‘Aydın’lar ne yapmalıydı?
Türk toplumunda en çok tartışılan konuların başında ‘’AYDIN’lar ne yaptı ne yapmalıydı.Türk Aydınlarının en büyük özelliği toplumdan kopuk olmaları ve kendi bohem dünyalarında yaşıyor olmalarıdır.
Türk ‘’AYDIN’’nın en büyük özelliği aydın olmanın rantını yemeleridir. Hep bedel ödemişlerdir! Ve bu bedelin de karşılığı da sözüm ona aydın olmanın RANT’ıdır.
Ülkemiz aydınlarının önemli bir kısmı şimdilerde ‘’BATI’’nın etki ajanı rolünde olup büyük ihanetim girdabında çırpınıyorlar.

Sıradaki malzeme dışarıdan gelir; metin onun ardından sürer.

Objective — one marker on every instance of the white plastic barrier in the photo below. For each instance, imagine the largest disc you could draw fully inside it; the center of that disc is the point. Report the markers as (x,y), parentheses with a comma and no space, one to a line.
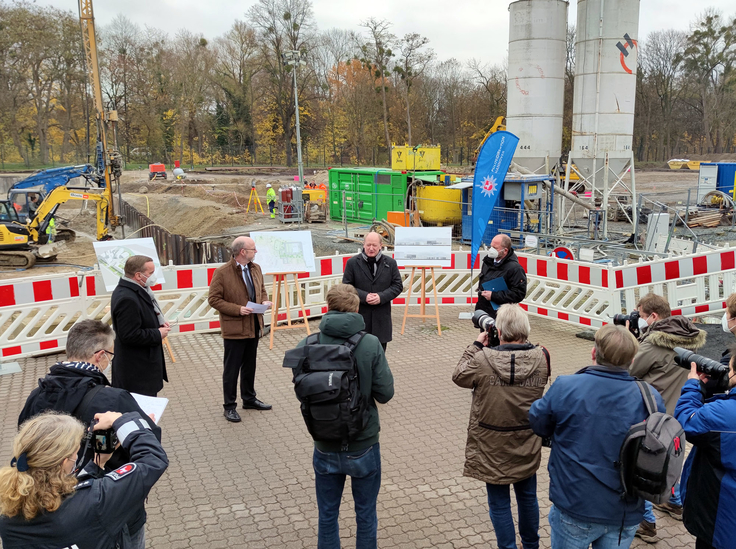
(36,313)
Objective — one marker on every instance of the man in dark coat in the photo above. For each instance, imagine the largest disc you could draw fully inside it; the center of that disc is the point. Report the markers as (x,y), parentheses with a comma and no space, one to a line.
(78,386)
(501,263)
(140,328)
(377,280)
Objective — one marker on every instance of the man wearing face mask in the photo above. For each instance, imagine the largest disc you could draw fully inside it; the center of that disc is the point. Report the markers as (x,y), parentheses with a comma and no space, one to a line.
(140,328)
(501,262)
(655,364)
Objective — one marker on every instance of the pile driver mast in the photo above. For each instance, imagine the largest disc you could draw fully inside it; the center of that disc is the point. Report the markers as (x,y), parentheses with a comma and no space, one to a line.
(107,160)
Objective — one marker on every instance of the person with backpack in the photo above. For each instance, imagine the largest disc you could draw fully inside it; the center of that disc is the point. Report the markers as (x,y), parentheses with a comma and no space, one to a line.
(708,487)
(345,429)
(502,449)
(588,416)
(78,387)
(655,363)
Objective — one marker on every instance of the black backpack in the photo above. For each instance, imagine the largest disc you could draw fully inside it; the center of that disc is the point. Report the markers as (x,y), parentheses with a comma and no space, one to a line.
(652,453)
(326,383)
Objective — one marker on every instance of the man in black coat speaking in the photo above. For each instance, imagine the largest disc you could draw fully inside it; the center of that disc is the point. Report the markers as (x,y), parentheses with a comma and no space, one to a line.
(502,262)
(377,279)
(140,328)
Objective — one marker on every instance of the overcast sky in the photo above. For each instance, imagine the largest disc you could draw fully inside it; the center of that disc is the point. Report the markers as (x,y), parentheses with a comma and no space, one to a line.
(463,29)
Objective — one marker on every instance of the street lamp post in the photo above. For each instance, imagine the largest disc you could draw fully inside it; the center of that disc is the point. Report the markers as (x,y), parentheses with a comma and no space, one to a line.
(294,58)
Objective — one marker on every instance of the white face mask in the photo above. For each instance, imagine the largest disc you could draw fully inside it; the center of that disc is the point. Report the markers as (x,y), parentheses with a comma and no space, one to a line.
(724,323)
(151,280)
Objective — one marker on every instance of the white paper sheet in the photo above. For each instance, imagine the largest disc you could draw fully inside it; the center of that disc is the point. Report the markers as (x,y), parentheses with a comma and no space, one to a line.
(259,309)
(151,405)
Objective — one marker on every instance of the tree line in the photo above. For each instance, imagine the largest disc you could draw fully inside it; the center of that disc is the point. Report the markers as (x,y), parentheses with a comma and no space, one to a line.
(231,99)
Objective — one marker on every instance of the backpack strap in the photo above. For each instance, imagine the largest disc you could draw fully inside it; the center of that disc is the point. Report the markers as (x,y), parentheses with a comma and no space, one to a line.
(646,394)
(81,410)
(354,340)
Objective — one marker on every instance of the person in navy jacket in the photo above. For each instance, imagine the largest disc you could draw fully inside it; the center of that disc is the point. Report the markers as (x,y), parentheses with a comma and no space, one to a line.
(708,485)
(587,417)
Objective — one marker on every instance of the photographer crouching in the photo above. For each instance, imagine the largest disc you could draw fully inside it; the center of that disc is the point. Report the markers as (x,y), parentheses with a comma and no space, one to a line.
(501,447)
(708,488)
(43,505)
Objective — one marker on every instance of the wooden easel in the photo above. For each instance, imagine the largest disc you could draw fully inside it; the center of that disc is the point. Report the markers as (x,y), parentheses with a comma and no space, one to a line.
(277,279)
(422,307)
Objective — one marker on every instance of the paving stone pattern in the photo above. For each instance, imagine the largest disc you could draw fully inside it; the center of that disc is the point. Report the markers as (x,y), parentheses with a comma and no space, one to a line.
(251,484)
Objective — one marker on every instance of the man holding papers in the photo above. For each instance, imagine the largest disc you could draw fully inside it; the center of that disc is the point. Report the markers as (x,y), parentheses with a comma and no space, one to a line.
(238,293)
(502,279)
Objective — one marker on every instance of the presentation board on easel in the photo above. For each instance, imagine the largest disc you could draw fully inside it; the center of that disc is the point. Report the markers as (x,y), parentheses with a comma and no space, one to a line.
(280,254)
(423,249)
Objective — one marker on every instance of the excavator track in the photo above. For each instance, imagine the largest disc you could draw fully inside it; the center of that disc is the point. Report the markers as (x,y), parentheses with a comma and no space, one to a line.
(17,259)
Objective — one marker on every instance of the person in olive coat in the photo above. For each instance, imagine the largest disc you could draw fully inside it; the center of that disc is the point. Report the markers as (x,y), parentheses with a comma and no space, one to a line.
(377,280)
(139,365)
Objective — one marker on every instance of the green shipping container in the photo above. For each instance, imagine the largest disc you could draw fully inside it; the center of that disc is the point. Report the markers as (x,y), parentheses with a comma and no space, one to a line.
(369,192)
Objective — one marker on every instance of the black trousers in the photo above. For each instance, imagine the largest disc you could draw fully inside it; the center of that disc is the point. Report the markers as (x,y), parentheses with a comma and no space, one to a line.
(240,360)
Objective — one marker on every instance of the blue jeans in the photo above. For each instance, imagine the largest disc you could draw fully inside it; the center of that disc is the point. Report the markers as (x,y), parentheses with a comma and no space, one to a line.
(569,533)
(330,469)
(674,500)
(499,505)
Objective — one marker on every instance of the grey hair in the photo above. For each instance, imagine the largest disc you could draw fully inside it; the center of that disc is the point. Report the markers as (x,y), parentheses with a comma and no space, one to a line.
(513,323)
(87,337)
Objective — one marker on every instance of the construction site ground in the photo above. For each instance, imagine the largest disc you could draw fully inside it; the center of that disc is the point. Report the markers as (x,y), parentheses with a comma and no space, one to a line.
(214,206)
(251,484)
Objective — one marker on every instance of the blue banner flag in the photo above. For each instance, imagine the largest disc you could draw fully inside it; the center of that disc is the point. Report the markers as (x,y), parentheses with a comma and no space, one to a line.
(493,162)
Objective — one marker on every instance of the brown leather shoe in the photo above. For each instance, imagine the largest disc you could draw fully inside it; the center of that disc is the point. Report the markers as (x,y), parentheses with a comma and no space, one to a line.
(647,531)
(675,511)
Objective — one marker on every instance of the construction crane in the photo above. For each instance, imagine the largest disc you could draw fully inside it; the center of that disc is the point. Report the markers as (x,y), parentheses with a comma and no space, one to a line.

Atatük döneminde Türkçeye çevrilen ve defalarca baskısı yapılan çok okunan ve tavsiye edilen
Grigori Petrov’ın ünlü kitabı BEYAZ ZAMBAKLAR ÜLKESİNDE aydın nasıl olmalıdır konusuna;
‘’Aydın sınıftan olmak devlet giysisi giymek veya boynunda kolalı yakalık,başında şapka olmak demek değildir.Aydın olma demek halkın beyni olmak demektir.Halk sizleri öğrenim görüp yüksek maaş alasınız,akşamları lüks restoranlarda yemek yiyesiniz,okuma salonu denilen yerlerde iskambil veya domino oynayasınız diye yetiştirmedi.O durumda aydın olamazsınız olsanız olsanız aydın müsveddesi olursunuz.
Halkın aklını,iradesini,enerjisini ve vicdanını uyandırmaktır sizin göreviniz…Halkı …Köylüleri,işcileri toplumun alt kesimlerini eğitmeli,onlara nasıl daha rahat yaşayacaklarını ve ülkede yaşam düzeyinin nasıl yükseltebileceklerini öğretmelisiniz.
Halkı doğruluğa,düzene,disipline alıştırın.Halkın vicdan duygusunu geliştirin.Halkın hakları olduğu kadar başkalarının da hakkına saygı göstermeyi öğretin.
En önemlisi de yaşam tarzınız ile halka örnek olun.’’
Atatürk döneminde okullarda ders kitabı olarak da okutulan bu kitabın herkes tarafından defalarca okunmasını tavsiye ederiz.